Problem: If $${\displaystyle{\alpha}, {\beta}, {\gamma}}$$ are the roots of the equation $${\displaystyle{x^3 + px^2 + qx + r = 0}}$$, find the equation whose roots are $${\displaystyle{\alpha} – {\frac{1}{{\beta}{\gamma}}}}$$, $${\displaystyle{\beta} – {\frac{1}{{\alpha}{\gamma}}}}$$, $${\displaystyle{\gamma} – {\frac{1}{{\alpha}{beta}}}}$$ .
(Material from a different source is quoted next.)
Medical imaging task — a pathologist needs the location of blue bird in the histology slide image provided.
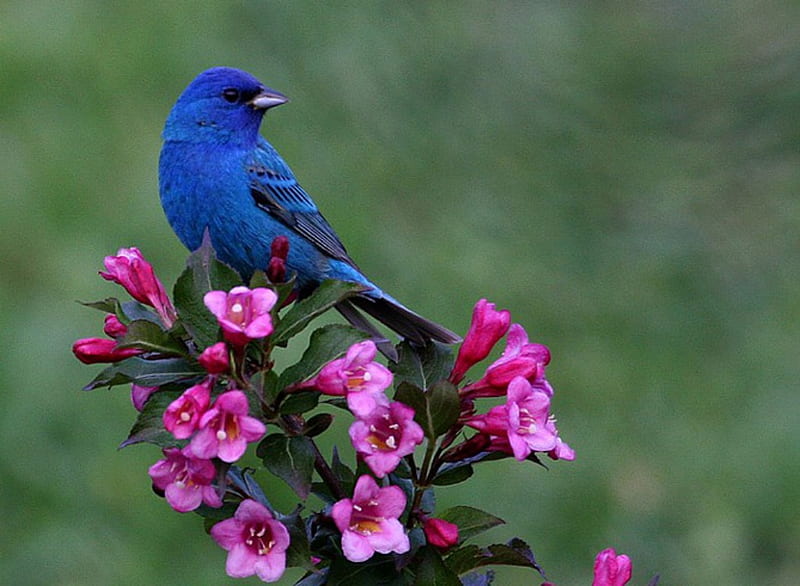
[159,67,460,354]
Solution: $${\displaystyle{\alpha}, {\beta}, {\gamma}}$$ are roots of $${\displaystyle{x^3 + px^2 + qx + r = 0}}$$
$${\Rightarrow}$$ $${\displaystyle{\alpha}, {\beta}, {\gamma}}$$ = $${- r}$$,
$${\alpha + \beta + \gamma}$$ = $${- p}$$
$${{\alpha}{\beta} + {\gamma}{\alpha} + {\beta}{\gamma}}$$ = $${q}$$
Now,
$${\displaystyle{\left({\alpha} – {\frac{1}{{\beta}{\gamma}}}\right)}}$$ + $${\displaystyle{\left({\beta} – {\frac{1}{{\alpha}{\gamma}}}\right)}}$$ + $${\displaystyle{\left({\gamma} – {\frac{1}{{\alpha}{\beta}}}\right)}}$$

= $${\displaystyle{\frac{{\alpha}{\beta}{\gamma} – 1}{{\alpha}{\beta}{\gamma}}}}$$ $${\displaystyle{\left({\alpha} + {\beta} + {\gamma}\right)}}$$

= – $${\displaystyle{\frac{p(r+1)}{r}}}$$

$${\sum}$$ $${\displaystyle{\left({\alpha} – {\frac{1}{{\beta}{\gamma}}}\right)}}$$ $${\displaystyle{\left({\beta} – {\frac{1}{{\alpha}{\gamma}}}\right)}}$$

= $${\sum}$$ $${\displaystyle{\alpha \beta} – 2{\frac{1}{\gamma} + {\frac{1}{\alpha \beta \gamma^2}}}}$$

= $${\displaystyle{(\alpha \beta + \beta \gamma + \gamma \alpha)}}$$ – 2$${\displaystyle{\left({\frac{1}{\alpha}} + {\frac{1}{\beta}} + {\frac{1}{\gamma}}\right)}}$$ + $${\displaystyle{\frac{1}{\alpha \beta \gamma}}}$$ + $${\displaystyle{\left({\frac{1}{\alpha}}+{\frac{1}{\beta}} + {\frac{1}{\gamma}}\right)}}$$

= $${\displaystyle{q} – 2 {\left({\frac{q}{-r}}\right)} + {\frac{1}{-r}} {\left({\frac{q}{-r}}\right)}}$$

= $${\displaystyle{q}\left(1 + {\frac{1}{r}}\right)^2}$$

$${\displaystyle{\left({\alpha} – {\frac{1}{\beta \gamma}}\right)}}$$ + $${\displaystyle{\left({\beta} – {\frac{1}{\alpha \gamma}}\right)}}$$ + $${\displaystyle{\left({\gamma} – {\frac{1}{\alpha \beta}}\right)}}$$

= $${\displaystyle{\alpha \beta \gamma}}$$ – 3 + $${\displaystyle{3}{\frac{1}{\alpha \beta \gamma}}}$$ – $${\displaystyle \left({\frac{1}{\alpha \beta \gamma}}\right)^2}$$

= – $${\displaystyle \left(r + 3 + 3 {\frac{1}{r}} + {\frac{1}{r^2}}\right)}$$

So the equation whose roots are $${\displaystyle{\alpha} – {\frac{1}{{\beta}{\gamma}}}}$$, $${\displaystyle{\beta} – {\frac{1}{{\alpha}{\gamma}}}}$$, $${\displaystyle{\gamma} – {\frac{1}{{\alpha}{\beta}}}}$$ is $${\displaystyle{x^3} + {\frac{p(r+1)}{r}} x^2 + q \left(1+{\frac{1}{r}}\right)^2{x} + \left(r+3+{\frac{3}{r}}+{\frac{1}{r^2}}\right)}$$

August 22, 2015